Unlike many families with disabled children, my parents never send my brother to respite care. This is because he is unable to tell us what it’s like and whether he’s being treated fairly. It is also because respite centres don’t really do any activities with those in their care. My parents said they’d feel guilty knowing that he’s in an unfamiliar environment with strangers not being engaged, which I totally understand. Yet there will come a point when they won’t be able to care for my brother all of the time and difficult decisions will have to be made.
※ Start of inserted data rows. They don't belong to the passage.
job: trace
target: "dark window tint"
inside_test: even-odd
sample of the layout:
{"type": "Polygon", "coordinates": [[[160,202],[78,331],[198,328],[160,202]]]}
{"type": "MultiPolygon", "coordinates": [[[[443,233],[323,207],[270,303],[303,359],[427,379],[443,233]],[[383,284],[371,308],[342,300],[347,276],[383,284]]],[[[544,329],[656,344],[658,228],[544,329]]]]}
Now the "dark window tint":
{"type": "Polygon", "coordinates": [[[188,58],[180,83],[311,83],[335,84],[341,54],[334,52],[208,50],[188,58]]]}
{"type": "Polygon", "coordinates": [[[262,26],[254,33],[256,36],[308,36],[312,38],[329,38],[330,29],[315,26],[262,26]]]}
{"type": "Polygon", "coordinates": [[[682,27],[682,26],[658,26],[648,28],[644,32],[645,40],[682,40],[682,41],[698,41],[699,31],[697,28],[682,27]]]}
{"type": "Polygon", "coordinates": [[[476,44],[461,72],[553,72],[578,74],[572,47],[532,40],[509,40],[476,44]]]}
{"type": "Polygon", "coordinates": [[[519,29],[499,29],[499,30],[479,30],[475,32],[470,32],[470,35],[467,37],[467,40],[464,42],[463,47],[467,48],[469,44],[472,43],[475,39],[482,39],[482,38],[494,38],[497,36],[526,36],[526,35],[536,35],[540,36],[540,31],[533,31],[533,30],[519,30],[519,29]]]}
Growing up with a sibling who has a disability more severe than your own is probably quite a rare experience. Usually having a big brother means you have someone to fight with when you’re younger and a protector when you’re older. In my case despite being the little sister I am the protector. I’m very vocal when it comes to organising my brother’s care and I’m aware that one day it will be my full responsibility. In lots of ways my brother is lucky. He has a loving family and does fun activities day in day out never having the stress of adult life. Though it must be incredibly frustrating for him not to be able to verbally complain or express his emotions. It’s great that he does laugh hysterically and smile broadly on a daily basis. In turn he cracks me up all of the time with his ways and even knows how to embarrass me in public when he exclaims ‘Selina’s crying’ every time he hears a baby scream. The perfect big brother.